The economic crisis is leaving deep scars in fiscal balances, particularly in the advanced economies, John Lipsky, the IMF's No 2. official, told the China Development Forum in Beijing. He said that countries that have been going into debt to stimulate their economies should now prepare for belt-tightening steps next year. Evidently, some (Australia, India, etc.) have started this process either due to their sense of timing about the efficacy of the previously applied stimuli, or as a strategy intended to cut inflation off at the proverbial pass.

Others (the US, China, some parts of the EU, etc.) are in 'transition' mode, executing the 'battleship turn' that may appear hard to discern at the moment. Still others (insert your favorite PIIG here), well, they are stuck in a situation that makes for some nervous investors and official world bodies (see IMF). The trend, however, is the single most important thing to watch for, as regards the hung-over carry traders and their now years-long orgy of speculation.

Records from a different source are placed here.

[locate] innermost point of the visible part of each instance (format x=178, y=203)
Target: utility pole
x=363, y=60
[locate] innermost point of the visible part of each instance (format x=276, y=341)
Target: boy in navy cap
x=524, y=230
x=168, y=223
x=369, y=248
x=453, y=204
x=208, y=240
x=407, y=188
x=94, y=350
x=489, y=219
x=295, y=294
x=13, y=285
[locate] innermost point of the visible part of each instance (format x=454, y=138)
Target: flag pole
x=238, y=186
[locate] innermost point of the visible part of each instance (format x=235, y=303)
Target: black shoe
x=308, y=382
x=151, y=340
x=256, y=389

This trend, it ain't your friend, amigos.

For those of you who have been following the Rio Tinto saga in China -and it has been a difficult story to follow, as foreign media were not allowed in the courtrooms- Marketwatch reported this morning that: Rio Tinto PLC executive Stern Hu and a colleague on trial in Shanghai pleaded guilty Monday to accepting bribes, according to published report Monday. Hu, an Australian national, and three Chinese employees of the Anglo-Australian miner went on trial in the Shanghai No.1 Intermediate People's Court Monday on charges of accepting bribes and violating China's commercial secrets. The case has been mired by allegations the charges are politically motivated to bring to heel a highly profitable foreign company.

How this case will conclude, how talks regarding iron ore prices will eventually shake out, both remain in the realm of speculation for the moment. Last week, the China Iron & Steel Association said that local steel mills are against the roughly 90% price increase in ore prices being demanded by suppliers, and bilateral talks have ground to a halt.

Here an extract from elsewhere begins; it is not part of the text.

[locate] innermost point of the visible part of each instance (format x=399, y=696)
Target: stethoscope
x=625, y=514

Keep an eye on the euro as it makes fresh, two-week lows against the greenback. Clarity is still lacking in the words coming from Germany on the subject of Greece, and this will keep the currency markets on edge in coming days. Also be on alert for any further signs of tightening by various policymakers (China comes to mind). The knee-jerk reaction to India's rate hike should say enough.

Meanwhile, all is not all that well in the States, where Tea Party protesters yelled the 'N'-word at a US Congressman, then spat upon him, while the black lawmaker was walking into the US Capitol to cast his vote. A vote, which, along with 218 other 'yes' votes (almost) ensures that 32 million Americans will now hopefully enjoy that which every civilized nations' denizens on the planet do: access to medical care.

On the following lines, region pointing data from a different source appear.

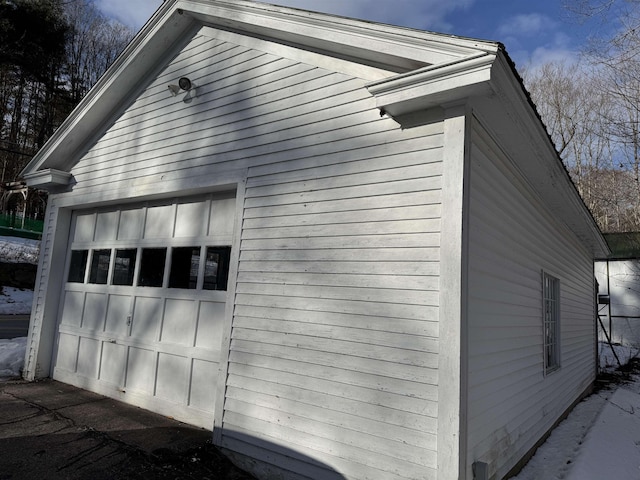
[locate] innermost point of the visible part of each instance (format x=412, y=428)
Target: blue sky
x=533, y=31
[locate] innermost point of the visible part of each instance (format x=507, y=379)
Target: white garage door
x=144, y=304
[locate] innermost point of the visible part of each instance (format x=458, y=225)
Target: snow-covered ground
x=14, y=301
x=601, y=436
x=19, y=250
x=600, y=439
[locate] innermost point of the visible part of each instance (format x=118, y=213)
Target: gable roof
x=408, y=70
x=388, y=48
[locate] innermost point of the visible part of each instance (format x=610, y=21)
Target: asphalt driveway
x=55, y=431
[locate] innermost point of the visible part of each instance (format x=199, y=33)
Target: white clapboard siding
x=334, y=343
x=335, y=327
x=512, y=240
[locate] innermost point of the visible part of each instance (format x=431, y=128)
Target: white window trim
x=550, y=322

The rift that this long-overdue reform has engendered among Americans, harks back to the 60's civil liberties turmoil, to say the least. Republicans opposed the legislation unanimously, and next it's up to the US Senate to vote on it. That's where US Democrats must now delicately maneuver a package of 'fixes' to the bill via the Stone Age vintage and mysterious process known as reconciliation. Now there's a single-word oxymoron for you...if there can be such a thing. At any rate, some players found that profits are to be made out of this situation. Health-care stocks surged this morning. The real potential effects from the bill? Well, we won't see any until 2014 -at best.